Market Consolidation Continued
The national trend of large security companies acquiring smaller ones continued in Tennessee through 2025. Allied Universal and Securitas both expanded their Tennessee footprints through organic growth and small acquisitions. GardaWorld increased its presence in Nashville’s commercial real estate market.
For Tennessee’s independent security operators, the consolidation dynamic creates constant pressure. National firms win large enterprise contracts through scale, compliance infrastructure, and brand recognition. Local firms compete on relationships, flexibility, pricing, and knowledge of specific markets. The middle ground, mid-size companies too large to be nimble and too small to compete on scale, is the toughest place to operate.
TDCI’s licensing data showed approximately 870 active contract security company licenses in Tennessee as of October 2025, down from around 920 at the same point in 2024. The decline represents a mix of consolidation, business failures, and companies that didn’t renew licenses. New company registrations partially offset the losses, with about 60 new security companies licensing in Tennessee during 2025.
The Wage Squeeze and Margin Reality
Security company profitability remained under pressure throughout 2025. Labor costs rose faster than billing rates for most operators, a pattern that’s been consistent for five years and showed no sign of reversing.

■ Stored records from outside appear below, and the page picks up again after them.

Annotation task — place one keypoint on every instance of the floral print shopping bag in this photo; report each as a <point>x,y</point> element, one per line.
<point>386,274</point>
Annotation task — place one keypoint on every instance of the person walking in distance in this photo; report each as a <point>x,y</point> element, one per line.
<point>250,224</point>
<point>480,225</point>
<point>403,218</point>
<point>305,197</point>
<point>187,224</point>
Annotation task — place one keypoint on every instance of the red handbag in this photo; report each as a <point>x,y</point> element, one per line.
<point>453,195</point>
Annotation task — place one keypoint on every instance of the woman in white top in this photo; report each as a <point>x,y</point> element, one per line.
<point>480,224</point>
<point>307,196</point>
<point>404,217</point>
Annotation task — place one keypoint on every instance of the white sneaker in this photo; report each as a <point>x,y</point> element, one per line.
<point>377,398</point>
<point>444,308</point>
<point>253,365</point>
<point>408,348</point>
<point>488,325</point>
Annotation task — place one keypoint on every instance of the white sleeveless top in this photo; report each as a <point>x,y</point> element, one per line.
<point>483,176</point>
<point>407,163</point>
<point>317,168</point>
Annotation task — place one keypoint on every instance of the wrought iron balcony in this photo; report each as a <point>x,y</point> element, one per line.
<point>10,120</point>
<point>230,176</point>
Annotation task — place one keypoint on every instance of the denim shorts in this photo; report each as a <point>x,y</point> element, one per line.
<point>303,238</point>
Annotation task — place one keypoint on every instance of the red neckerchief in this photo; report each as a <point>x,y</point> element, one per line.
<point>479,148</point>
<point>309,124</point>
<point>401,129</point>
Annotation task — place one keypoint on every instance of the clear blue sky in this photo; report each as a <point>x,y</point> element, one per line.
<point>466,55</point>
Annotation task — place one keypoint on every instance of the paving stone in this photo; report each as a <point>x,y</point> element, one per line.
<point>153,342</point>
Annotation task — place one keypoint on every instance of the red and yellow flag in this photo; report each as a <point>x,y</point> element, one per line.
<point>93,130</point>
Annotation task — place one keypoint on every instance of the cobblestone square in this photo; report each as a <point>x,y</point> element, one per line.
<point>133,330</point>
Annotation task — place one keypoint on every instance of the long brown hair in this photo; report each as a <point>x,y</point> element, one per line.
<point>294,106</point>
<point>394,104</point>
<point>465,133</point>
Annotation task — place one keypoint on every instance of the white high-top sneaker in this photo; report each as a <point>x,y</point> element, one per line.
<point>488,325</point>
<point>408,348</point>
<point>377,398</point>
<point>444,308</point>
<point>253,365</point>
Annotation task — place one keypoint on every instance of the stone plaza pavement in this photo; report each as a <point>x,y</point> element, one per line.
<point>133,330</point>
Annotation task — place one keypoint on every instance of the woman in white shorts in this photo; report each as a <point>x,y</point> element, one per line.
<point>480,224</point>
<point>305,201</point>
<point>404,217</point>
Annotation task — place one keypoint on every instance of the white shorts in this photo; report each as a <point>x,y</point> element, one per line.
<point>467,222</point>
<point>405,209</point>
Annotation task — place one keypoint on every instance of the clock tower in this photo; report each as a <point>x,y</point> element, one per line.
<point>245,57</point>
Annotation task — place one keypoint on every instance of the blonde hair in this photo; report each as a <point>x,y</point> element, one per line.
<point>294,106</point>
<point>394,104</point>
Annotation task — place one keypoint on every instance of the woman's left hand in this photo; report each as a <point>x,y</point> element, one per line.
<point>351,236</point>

The math is brutal at the entry level. A company billing $22 per hour for an unarmed guard and paying $15 per hour has a gross margin of roughly 32%. After payroll taxes, workers’ compensation insurance, general liability insurance, uniforms, equipment, supervision, and administrative costs, the net margin on that post is typically 3% to 6%. One workers’ comp claim from an on-the-job injury can wipe out a full year’s profit on a contract.
Armed guard posts generate better margins because the billing-to-pay spread is wider, typically $28 to $35 per hour billed against $18 to $22 in pay. The trade-off is higher insurance costs and the constant risk of a firearms-related incident that produces litigation.
Companies that diversified their revenue beyond traditional guard services fared best. Technology installation, consulting, and monitoring services carry higher margins than guard placement and don’t depend on the same labor-intensive delivery model.
What 2025 Means for the Industry
The Tennessee security industry enters the end of 2025 in a fundamentally different position than it started. Crime is down, which should theoretically reduce demand. Insurance requirements are up, which is creating demand from an entirely new direction. Technology has matured enough to reshape how services are delivered. The Memphis Safe Task Force has introduced a wild card that won’t be fully understood for months.
The companies that will thrive are the ones that recognized the shift and adjusted. Security isn’t being sold on fear anymore in Tennessee. It’s being sold on compliance, liability management, and operational efficiency. The pitch to a property owner in 2025 isn’t “crime is up, you need guards.” It’s “your insurer requires this, your tenants expect this, and here’s the data showing what our service delivered last quarter.”
That’s a more mature market. It’s also a harder one. Selling fear is easy. Selling value requires proof. The companies that can provide that proof are the ones writing the contracts heading into the new year. The ones that can’t are the 50 companies that let their TDCI licenses lapse this year.
Tennessee’s security market didn’t shrink in 2025. It grew. It just grew in directions that surprised almost everyone in the industry.